I quickly got excited when I watched and listened to her talk about code. It was an area I had always admired and found intriguing. Though I thought it was something inaccessible by someone like me. We started looking for more information on how realistic it is to learn to code and what options exist.
After writing our first Hello World, we moved from exploring the career path to actually doing tutorials and trying things out. It became clear this was a viable career choice. And that programming is as exciting as it is challenging.

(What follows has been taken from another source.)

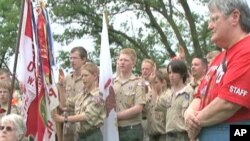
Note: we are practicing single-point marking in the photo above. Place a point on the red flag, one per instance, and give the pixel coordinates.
(40, 95)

Once we felt we understood our options and how we could work it into our lives and constraints, we made the decision. We decided to pursue a career change full steam ahead.
The temperature outside had become mild and agreeable, and yet, I could still hear the click and swoosh of my unknown skater still practising deep into the night. And I knew I was ready to take on this challenge and work just as hard.
Conclusion
I hope you find this story useful. I think we have a tendency to reduce our journeys to bite-sized stories that only highlight the best parts. Those moments paint a skewed picture. I don’t want to sound cliche but nothing comes suddenly, nothing comes easy without consistent hard work. That hard work goes beyond minimum requirements for a career change.